Cardiovasc Res. 1998 Nov;40(2):396-401. doi: 10.1016/s0008-6363(98)00177-1.
Patients with primary hyperparathyroidism (PHPT) and/or hypercalcemia are at increased risk for myocardial ischemia. Whether PHPT is associated with altered endothelium-dependent dilation, vascular smooth muscle cell function, or both is unknown. This study was performed to test the hypothesis that endothelium-dependent, flow-mediated dilation (FMD) and/or endothelium-independent, nitroglycerin-induced dilation (NMD) is impaired in the preclinical phase of vascular disease in patients with PHPT.
Twenty-six PHPT patients (mean +/- SD; age 55 +/- 15 y, serum calcium 3.00 +/- 0.37 mmol/l, serum phosphate 0.79 +/- 0.21 mmol/l, iPTH 249 +/- 262 pg/ml) with no evidence of coronary artery disease (CAD) as well as 26 normocalcemic control subjects (CTL; age 51 +/- 12 y) were studied. FMD following reactive hyperemia and NMD after 0.8 mg nitroglycerin (NTG) were assessed in the brachial artery by using high resolution ultrasound (7 MHz).

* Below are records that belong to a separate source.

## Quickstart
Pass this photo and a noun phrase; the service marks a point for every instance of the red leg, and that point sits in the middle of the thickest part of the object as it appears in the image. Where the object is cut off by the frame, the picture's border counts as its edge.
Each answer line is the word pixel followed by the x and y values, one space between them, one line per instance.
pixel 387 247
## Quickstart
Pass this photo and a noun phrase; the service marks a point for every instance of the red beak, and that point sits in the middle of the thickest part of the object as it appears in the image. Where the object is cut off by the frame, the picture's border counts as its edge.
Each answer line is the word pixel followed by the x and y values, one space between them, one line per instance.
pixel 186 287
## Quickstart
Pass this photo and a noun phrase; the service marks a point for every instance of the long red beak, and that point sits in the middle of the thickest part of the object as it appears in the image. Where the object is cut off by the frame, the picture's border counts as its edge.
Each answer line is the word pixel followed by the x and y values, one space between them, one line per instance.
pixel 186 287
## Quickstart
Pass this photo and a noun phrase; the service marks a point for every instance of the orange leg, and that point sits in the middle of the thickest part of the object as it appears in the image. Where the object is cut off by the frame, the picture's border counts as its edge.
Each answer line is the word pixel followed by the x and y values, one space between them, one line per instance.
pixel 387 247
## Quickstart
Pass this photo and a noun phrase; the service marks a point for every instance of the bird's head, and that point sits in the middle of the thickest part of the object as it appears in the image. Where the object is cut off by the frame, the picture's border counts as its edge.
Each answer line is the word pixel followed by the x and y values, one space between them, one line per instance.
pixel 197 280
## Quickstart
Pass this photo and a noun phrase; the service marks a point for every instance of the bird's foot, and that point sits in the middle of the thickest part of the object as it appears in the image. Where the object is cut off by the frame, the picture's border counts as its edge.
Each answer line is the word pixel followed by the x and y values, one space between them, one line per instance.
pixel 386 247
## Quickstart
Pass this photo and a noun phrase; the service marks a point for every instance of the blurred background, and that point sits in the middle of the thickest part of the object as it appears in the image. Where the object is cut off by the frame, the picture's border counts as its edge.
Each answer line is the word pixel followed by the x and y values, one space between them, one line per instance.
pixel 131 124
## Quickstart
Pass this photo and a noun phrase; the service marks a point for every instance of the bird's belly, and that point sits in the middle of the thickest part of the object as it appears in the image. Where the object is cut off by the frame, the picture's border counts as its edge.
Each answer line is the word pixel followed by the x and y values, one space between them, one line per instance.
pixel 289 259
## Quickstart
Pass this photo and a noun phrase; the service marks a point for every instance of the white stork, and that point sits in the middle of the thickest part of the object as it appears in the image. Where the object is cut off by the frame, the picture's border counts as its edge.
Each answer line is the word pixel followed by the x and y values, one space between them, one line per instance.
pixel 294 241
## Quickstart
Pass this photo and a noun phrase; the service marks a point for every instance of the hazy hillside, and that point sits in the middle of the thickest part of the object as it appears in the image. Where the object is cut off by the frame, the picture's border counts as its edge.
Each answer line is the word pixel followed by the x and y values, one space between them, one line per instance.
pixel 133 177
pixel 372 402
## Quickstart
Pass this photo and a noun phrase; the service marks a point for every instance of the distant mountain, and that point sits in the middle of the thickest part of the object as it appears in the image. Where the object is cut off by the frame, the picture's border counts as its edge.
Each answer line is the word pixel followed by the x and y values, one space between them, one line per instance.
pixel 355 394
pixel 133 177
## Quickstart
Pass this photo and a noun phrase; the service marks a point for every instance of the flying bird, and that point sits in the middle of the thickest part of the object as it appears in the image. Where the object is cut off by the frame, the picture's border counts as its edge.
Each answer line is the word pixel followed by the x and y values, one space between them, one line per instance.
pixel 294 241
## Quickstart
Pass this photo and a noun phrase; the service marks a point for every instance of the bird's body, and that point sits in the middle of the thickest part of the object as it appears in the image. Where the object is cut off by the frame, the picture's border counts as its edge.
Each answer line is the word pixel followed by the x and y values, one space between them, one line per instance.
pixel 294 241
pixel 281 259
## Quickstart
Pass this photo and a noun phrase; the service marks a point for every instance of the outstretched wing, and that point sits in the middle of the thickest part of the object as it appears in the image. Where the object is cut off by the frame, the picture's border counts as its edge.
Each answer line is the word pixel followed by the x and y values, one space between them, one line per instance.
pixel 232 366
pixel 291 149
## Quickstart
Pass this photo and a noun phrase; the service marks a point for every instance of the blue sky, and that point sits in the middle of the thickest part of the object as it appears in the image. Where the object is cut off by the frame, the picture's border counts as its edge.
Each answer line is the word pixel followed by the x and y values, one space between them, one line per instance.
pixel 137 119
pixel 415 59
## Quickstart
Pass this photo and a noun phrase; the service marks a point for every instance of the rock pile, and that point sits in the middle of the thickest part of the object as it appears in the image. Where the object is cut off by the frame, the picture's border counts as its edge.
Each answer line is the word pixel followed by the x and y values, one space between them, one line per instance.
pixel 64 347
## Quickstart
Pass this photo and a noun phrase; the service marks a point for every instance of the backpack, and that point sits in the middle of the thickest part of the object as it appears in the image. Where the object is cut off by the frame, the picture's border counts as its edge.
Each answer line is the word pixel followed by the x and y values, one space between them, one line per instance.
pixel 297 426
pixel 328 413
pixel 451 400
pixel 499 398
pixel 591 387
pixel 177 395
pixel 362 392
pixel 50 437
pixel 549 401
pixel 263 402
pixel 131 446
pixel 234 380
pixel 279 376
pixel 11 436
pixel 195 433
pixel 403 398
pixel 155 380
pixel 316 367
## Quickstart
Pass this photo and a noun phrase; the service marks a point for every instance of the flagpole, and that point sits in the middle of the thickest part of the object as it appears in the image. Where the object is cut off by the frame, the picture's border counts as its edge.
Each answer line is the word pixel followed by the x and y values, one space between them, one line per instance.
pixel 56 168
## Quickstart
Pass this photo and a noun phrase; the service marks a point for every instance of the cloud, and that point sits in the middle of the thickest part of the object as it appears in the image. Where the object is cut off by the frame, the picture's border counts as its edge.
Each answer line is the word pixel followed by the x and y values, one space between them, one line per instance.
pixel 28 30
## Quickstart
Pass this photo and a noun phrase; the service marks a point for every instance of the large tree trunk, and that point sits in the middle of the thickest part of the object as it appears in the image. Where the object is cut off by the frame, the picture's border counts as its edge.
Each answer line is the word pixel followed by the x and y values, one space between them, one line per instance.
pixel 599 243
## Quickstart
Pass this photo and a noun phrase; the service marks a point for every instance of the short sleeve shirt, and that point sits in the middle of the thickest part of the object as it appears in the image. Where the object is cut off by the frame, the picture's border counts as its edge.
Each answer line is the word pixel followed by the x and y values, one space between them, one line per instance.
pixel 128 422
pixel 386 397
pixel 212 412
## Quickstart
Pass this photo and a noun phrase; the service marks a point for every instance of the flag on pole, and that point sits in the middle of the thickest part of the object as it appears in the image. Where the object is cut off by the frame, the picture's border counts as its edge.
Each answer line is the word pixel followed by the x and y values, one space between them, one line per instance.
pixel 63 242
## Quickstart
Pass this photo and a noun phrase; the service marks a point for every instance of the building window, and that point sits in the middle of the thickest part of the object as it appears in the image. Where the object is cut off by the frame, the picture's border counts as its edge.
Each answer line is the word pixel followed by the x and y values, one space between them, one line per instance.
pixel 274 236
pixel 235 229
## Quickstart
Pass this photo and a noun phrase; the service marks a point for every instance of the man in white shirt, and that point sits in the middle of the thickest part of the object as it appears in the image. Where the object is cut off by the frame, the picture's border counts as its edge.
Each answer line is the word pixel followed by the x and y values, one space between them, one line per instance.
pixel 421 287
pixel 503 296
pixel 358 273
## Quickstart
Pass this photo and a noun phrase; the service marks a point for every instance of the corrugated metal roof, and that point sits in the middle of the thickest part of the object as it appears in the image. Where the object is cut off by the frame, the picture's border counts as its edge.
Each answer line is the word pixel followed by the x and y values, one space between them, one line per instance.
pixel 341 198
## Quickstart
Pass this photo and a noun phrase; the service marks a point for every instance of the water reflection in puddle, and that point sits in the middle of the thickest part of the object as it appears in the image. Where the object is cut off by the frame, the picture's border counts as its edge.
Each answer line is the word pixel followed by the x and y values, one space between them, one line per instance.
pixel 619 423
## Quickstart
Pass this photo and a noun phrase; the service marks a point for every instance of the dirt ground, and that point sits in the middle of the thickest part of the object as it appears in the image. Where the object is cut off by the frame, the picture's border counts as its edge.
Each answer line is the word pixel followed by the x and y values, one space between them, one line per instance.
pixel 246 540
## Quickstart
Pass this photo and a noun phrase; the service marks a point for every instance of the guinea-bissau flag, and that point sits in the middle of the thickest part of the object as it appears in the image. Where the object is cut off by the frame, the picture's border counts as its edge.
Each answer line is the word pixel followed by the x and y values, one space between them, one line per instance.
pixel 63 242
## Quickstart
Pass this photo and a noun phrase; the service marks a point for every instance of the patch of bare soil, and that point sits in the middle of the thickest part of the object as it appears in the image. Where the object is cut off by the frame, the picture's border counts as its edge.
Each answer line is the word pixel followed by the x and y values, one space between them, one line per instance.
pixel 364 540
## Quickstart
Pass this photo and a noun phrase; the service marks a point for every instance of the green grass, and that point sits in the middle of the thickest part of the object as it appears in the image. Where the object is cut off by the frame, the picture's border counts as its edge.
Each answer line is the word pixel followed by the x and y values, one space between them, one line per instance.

NMD was impaired in PHPT patients compared to CTL (11.9 +/- 3.9% vs. 15.6 +/- 5.7%; p = 0.012). FMD was similar in both study groups (11.6 +/- 4.6% vs. 12.6 +/- 4.9; NS). The ratio of FMD to NMD was significantly different between PHPT patients and CTL (0.98 +/- 0.19 vs 0.81 +/- 0.25, p = 0.0009). On multiple stepwise regression analysis serum calcium was independently associated with the FMD/NMD ratio (r = 0.34, p = 0.017).
Endothelium-independent vasodilation is impaired in PHPT patients without clinical evidence of coronary artery disease compared to normocalcemic CTL, while endothelium-dependent dilation was similar in both study groups. Thus, altered arterial reactivity in the course of PHPT may predominantly involve the arterial media and not the endothelium as observed previously in patients with various stages of atherosclerosis.
原发性甲状旁腺功能亢进症(PHPT)患者和/或高钙血症患者发生心肌缺血的风险增加。PHPT是否与内皮依赖性舒张功能改变、血管平滑肌细胞功能改变或两者均有关尚不清楚。本研究旨在验证以下假设:在PHPT患者血管疾病的临床前期,内皮依赖性血流介导的舒张功能(FMD)和/或非内皮依赖性硝酸甘油诱导的舒张功能(NMD)受损。
研究了26例无冠状动脉疾病(CAD)证据的PHPT患者(平均±标准差;年龄55±15岁,血清钙3.00±0.37 mmol/L,血清磷0.79±0.21 mmol/L,iPTH 249±262 pg/ml)以及26例血钙正常的对照受试者(CTL;年龄51±12岁)。通过高分辨率超声(7 MHz)评估肱动脉在反应性充血后的FMD以及在给予0.8 mg硝酸甘油(NTG)后的NMD。
与CTL相比,PHPT患者的NMD受损(11.9±3.9%对15.6±5.7%;p = 0.012)。两个研究组的FMD相似(11.6±4.6%对12.6±4.9;无显著性差异)。PHPT患者与CTL之间FMD与NMD的比值显著不同(0.98±0.19对0.81±0.25,p = 0.0009)。在多元逐步回归分析中,血清钙与FMD/NMD比值独立相关(r = 0.34,p = 0.017)。
与血钙正常的CTL相比,无冠状动脉疾病临床证据的PHPT患者非内皮依赖性血管舒张功能受损,而两个研究组的内皮依赖性舒张功能相似。因此,在PHPT病程中动脉反应性改变可能主要累及动脉中膜,而不像先前在动脉粥样硬化各阶段患者中观察到的那样累及内皮。